Foram os fenícios, seguidos pelos romanos e árabes que instituiram a cultura da oliveira em toda a Península Ibérica.  Segundo alguns historiadores, a região da Andaluzia abastecia o centro do Império Romano com seus azeites desde o século I a.c e, curiosamente, até os nossos dias observamos a continuidade deste comércio entre as regiões, obviamente realizado em termos mais civilizados, mas não menos ortodoxos.
No momento histórico em que Colombo aventurou-se pelo Atlântico rumo ao Oriente, Granada era palco da retomada cristã, conquista que se expandiu com as viagens marítimas e que marcou o fim do que se chamou a "Guerra da Reconquista" pelos católicos e que transformou radicalmente a cultura de toda a Península.
Entre altos e baixos a produção do famoso óleo nessa região sempre permeou as relações políticas, comerciais e sociais e após tantos séculos de cultivo, testemunhamos hoje o que eu chamaria de um renascimento da cultura do azeite, cujo desdobramento maior se dá nas regiões produtoras não tradicionais, como o Chile.
O fato é que este belo e curioso país há apenas 15 anos se aventura na produção deste tão cobiçado ingrediente e podemos considerar que o tem feito com primor, fazendo da qualidade o seu grande diferencial, favorecido por uma legislação que proibe o refino em seu território e por um terroir com características muito especiais.
1492 é a marca escolhida para os três varietais (Arbequina, Frantoio e Picual), Oromaule, ouro da região do Maule é o seu blend.  Com essas quatro variedades, os Olivares de Quepu chegaram ao  mercado brasileiro e principalmente o carioca há cinco anos com atributos sensoriais jamais conhecidos anteriormente, uma vez que desde sempre consumimos azeites de má qualidade por imposição dos principais produtores que nunca viram em nosso consumo o grau de exigência necessário que compensasse o envio de bons produtos, nem interesse que os viabilizasse.

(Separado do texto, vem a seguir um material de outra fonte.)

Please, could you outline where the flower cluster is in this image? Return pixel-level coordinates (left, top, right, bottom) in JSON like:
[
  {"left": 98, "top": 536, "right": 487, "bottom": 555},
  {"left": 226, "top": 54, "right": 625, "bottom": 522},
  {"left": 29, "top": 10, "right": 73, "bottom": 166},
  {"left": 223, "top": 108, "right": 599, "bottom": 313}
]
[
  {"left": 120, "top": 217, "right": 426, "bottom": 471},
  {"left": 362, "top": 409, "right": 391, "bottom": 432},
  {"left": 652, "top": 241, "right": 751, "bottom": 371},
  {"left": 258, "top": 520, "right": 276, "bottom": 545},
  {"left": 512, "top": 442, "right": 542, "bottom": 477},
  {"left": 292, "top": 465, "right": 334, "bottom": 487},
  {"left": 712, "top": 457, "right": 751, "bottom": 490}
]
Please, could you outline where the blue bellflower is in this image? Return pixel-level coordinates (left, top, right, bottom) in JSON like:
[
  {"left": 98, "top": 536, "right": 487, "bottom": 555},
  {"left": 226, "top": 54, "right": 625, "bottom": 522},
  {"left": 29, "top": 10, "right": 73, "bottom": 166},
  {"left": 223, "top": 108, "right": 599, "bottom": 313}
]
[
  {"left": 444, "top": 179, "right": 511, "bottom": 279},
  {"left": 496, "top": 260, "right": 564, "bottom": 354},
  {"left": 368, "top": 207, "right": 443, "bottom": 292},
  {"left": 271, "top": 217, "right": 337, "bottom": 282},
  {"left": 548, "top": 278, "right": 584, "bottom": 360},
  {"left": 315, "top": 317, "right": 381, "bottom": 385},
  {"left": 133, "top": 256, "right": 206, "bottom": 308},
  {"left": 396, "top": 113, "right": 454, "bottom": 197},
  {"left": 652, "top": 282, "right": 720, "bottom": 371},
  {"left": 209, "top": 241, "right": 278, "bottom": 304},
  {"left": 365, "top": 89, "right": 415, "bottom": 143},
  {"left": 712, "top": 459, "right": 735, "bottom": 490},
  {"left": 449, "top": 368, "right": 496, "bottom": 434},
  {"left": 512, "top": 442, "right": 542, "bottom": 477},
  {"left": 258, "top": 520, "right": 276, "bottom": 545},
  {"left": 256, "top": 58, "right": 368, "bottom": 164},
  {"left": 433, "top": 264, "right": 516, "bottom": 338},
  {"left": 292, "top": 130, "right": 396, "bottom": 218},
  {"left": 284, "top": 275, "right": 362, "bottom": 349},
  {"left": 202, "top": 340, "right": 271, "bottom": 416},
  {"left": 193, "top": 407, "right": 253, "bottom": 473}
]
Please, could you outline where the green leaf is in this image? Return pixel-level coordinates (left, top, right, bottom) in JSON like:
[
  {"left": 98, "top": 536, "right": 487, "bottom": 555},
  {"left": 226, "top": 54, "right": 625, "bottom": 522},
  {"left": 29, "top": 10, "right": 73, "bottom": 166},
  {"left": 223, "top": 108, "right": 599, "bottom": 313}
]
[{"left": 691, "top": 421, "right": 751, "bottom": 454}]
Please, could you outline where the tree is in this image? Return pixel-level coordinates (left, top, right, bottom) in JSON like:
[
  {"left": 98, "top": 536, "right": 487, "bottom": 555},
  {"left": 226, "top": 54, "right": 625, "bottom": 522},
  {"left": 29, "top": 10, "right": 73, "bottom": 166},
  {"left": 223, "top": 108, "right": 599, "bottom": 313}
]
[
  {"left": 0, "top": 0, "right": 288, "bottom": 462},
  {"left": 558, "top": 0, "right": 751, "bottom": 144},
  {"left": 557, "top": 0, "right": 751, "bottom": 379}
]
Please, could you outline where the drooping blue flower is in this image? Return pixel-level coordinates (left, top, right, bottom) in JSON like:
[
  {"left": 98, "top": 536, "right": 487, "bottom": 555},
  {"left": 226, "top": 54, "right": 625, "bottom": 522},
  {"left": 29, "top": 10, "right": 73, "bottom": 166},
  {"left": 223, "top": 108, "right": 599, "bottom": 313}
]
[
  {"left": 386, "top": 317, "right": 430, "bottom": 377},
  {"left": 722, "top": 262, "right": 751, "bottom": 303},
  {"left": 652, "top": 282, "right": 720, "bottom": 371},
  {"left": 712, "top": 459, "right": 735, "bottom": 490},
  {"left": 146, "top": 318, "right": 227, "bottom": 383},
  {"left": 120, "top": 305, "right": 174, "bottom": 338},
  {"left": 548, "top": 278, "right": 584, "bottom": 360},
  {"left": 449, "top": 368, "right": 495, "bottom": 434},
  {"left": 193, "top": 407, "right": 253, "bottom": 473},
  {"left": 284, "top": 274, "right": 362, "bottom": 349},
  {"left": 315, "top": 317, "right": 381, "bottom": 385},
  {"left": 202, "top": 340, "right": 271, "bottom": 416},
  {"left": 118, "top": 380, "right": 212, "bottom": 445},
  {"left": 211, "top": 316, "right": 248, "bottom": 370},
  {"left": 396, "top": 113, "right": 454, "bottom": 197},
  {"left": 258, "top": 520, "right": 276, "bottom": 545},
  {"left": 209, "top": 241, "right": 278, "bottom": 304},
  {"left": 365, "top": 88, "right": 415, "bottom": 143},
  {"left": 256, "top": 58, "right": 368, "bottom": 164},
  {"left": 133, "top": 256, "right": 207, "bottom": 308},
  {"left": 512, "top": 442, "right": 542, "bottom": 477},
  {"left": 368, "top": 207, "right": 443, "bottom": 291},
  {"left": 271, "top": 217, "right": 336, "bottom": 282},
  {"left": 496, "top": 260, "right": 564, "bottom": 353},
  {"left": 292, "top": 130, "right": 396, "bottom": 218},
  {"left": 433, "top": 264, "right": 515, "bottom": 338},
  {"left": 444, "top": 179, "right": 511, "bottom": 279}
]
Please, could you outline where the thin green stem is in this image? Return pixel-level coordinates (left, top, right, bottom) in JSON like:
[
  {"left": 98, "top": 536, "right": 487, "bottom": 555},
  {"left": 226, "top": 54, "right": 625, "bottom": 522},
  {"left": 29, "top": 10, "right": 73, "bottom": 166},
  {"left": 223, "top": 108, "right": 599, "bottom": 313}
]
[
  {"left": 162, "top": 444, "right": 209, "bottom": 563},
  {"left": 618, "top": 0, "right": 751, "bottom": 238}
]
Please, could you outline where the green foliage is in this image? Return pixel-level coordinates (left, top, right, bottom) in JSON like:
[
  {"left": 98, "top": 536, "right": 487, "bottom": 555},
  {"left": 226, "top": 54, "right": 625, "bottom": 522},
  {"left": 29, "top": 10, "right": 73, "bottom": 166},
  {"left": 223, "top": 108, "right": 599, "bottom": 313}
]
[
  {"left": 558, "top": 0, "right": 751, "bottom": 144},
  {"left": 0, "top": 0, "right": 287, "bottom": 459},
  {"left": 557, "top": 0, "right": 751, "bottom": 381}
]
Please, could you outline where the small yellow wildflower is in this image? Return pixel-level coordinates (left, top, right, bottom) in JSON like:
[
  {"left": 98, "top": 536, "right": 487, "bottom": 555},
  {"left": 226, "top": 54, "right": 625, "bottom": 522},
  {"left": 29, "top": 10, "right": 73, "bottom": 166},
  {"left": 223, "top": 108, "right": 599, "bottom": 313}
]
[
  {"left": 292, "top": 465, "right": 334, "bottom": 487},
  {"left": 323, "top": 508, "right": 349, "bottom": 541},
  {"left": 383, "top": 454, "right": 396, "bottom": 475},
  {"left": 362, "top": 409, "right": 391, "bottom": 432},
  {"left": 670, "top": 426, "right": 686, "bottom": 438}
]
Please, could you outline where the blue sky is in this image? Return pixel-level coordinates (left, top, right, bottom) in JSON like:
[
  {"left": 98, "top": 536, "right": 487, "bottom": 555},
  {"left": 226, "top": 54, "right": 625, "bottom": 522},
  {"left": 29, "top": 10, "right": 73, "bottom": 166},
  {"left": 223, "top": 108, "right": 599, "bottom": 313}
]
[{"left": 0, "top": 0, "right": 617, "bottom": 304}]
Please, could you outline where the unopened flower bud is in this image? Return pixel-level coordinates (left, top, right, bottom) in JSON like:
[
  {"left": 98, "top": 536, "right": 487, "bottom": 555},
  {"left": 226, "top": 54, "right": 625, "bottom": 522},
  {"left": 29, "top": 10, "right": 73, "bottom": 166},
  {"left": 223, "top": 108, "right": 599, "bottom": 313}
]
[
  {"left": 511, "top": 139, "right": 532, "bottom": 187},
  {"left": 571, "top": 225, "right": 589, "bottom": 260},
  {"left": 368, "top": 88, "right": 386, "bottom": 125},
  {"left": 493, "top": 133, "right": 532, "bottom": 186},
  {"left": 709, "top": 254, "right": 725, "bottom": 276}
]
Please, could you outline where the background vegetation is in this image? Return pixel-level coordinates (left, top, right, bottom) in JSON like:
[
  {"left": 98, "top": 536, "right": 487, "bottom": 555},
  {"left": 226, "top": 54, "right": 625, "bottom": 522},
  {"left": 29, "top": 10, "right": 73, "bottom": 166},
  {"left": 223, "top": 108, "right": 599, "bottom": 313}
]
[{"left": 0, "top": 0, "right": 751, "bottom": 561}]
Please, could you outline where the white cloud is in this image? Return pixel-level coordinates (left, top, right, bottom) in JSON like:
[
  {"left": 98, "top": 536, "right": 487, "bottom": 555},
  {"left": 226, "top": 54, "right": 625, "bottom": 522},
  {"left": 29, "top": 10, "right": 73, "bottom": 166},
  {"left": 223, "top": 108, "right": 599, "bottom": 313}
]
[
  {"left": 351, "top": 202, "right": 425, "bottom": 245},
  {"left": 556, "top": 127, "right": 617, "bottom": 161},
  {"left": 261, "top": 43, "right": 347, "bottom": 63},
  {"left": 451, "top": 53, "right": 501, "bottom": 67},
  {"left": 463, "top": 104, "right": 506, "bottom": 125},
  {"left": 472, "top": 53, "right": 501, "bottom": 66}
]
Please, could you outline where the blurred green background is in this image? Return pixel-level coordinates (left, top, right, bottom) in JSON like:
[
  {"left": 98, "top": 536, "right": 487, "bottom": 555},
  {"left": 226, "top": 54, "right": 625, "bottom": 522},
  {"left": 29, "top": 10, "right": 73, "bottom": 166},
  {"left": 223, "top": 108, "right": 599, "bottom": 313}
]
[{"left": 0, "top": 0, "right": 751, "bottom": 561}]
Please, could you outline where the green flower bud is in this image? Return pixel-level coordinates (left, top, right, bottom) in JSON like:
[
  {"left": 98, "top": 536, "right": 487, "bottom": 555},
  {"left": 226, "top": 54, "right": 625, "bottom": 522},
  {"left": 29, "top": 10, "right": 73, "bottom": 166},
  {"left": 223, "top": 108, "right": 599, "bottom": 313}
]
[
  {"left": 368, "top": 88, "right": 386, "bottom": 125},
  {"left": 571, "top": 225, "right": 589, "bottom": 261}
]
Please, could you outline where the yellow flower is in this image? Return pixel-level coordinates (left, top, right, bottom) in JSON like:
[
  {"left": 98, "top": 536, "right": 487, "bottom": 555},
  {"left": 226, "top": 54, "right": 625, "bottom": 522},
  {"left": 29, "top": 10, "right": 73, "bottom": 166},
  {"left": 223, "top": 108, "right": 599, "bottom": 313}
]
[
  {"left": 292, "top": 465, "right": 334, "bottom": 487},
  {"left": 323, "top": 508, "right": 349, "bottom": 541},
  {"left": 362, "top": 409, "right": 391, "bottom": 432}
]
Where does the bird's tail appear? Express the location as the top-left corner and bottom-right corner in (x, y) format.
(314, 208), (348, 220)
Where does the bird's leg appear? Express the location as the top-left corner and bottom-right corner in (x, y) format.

Os ventos mudaram, Espanha, Italia, Grécia e Portugal são hoje os principais atores da crise econômica européia e detentores de mais de 80% da produção mundial de azeites.  Em busca de novos mercados, uma nova reconquista está em curso e nesta, embora não haja espaço para guerras sangrentas, mantém-se a tradição para as traições, as fraudes e as negociações escusas (elas são intrínsecas às relações humanas), mas o que direcionará o movimento é a qualidade que o consumidor saberá exigir.  O que desejo aqui ressaltar é que o momento em que nos encontramos é uma oportunidade rara de aprender a dar os passos certos na escolha do que queremos.  Para isso, ter uma referência sensorial é de suma importância e esse caminho foi aberto por um azeite hermano que agora está dando espaço ao renascimento das tradições mediterrâneas, fazendo com que o frutado, o verde, o picor e amargor de um bom extra-virgem estejam ao nosso alcance, trazendo-nos sensações únicas nas harmonizações com a gastronomia brasileira, tão rica e variada quanto os terroirs que fornecem esse óleo místico, essência e tradução da terra, elevando ao infinito nossas possibilidades para que agora recebamos de braços abertos os bons e verdadeiros azeites do Velho Mundo.